Apache Kafka Connector Setup


The Apache Kafka connector allows you to integrate Apache Kafka into your data flow by pushing or pulling data from Apache Kafka. Follow the steps below to connect CData Arc to Apache Kafka.

Establish a Connection

To allow Arc to use data from Apache Kafka, you must first establish a connection to Apache Kafka. There are two ways to establish this connection:

  • Add a Apache Kafka connector to your flow. Then, in the settings pane, click Create next to the Connection drop-down list.
  • Open the Arc Settings page, then open the Connections tab. Click Add, select Apache Kafka, and click Next.

Note:

  • The login process is only required the first time the connection is created.
  • Connections to Apache Kafka can be re-used across multiple Apache Kafka connectors.

Enter Connection Settings

After opening a new connection dialogue, follow these steps:

  1. Provide the requested information:

    • Name — The static name of the connection. Set this as desired.
    • Type — This is always set to Apache Kafka.
    • Auth Scheme — The authorization scheme to use for the connection. Options are Auto, None, Plain, Scram, and Kerberos.
    • User — (All schemes except None) The Apache Kafka username to use for logging in.
    • Password — (All schemes except None) The password for the user entered above.
    • Bootstrap Servers — The host/port pair to use for establishing the initial connection to Apache Kafka. If you are connecting to Confluent Cloud, you can find this on the Cluster settings.
  2. If needed, click Advanced to open the drop-down menu of advanced connection settings. These should not be needed in most cases.

  3. Click Test Connection to ensure that Arc can connect to Apache Kafka with the provided information.

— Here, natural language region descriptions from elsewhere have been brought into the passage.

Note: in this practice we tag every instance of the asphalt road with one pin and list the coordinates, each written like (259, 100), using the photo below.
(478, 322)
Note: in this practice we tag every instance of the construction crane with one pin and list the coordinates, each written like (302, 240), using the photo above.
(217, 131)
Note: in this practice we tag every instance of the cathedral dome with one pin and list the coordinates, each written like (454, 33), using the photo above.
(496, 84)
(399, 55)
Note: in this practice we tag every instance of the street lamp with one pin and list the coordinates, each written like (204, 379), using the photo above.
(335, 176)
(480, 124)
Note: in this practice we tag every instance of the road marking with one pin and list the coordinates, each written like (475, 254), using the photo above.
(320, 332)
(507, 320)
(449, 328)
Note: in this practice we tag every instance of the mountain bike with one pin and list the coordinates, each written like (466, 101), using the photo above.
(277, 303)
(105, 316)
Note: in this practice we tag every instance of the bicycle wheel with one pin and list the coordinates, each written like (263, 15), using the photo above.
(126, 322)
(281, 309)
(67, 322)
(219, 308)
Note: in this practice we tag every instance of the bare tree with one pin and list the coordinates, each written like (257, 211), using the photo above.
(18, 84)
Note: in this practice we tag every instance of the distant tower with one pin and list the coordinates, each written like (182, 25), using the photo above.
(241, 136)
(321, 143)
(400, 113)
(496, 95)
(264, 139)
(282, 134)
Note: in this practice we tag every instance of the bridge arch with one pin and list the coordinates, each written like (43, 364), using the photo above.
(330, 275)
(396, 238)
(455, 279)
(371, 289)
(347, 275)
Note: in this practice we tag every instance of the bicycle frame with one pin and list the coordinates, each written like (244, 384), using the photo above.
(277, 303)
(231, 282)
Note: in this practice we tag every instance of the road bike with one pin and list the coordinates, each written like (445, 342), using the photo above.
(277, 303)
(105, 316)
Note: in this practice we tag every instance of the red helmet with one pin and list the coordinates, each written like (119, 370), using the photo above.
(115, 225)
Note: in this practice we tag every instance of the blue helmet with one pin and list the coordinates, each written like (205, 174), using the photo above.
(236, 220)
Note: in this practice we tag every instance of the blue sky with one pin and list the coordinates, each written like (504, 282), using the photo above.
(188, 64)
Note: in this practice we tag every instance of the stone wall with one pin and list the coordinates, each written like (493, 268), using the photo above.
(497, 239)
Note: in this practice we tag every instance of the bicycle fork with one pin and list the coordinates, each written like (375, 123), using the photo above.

If an error occurs, check all fields and try again.

  4. Click Add Connection to finalize the connection.

  5. In the Connection drop-down list of the connector configuration pane, select the newly-created connection.

  6. In the Topic field, enter the Apache Kafka topic that you want to target.

  7. Click Save Changes.

Select an Action

After establishing a connection to Apache Kafka, you must choose the action that the Apache Kafka connector will perform. The table below outlines each action and where it belongs in an CData Arc flow:

Action Description Position in Flow
Produce Accepts input data from a file or another connector and sends it to Apache Kafka. End
Consume Checks the queue for messages and sends any data that it gets down the flow through the Output path. Middle

Produce

The Produce action sends input data to Apache Kafka. This data can come from other connectors or from files that you manually upload to the Input tab of the Apache Kafka connector. The Apache Kafka connector sends the input data to the topic you entered in the Topic field of the Configuration section.

Consume

The Consume action checks for messages in the Apache Kafka queue for the topic you entered in the Topic field of the Configuration section. You must set the following fields for this action:

  • Consumer Group ID: Specifies which group the consumers created by the connector should belong to.
  • Read Duration: The length of time (in seconds) that the connector will wait for messages to arrive. The connector will wait the full duration, regardless of the number of messages received.

Data processed through the Consume connector goes to the Output tab and travels down to the next steps of the Arc flow.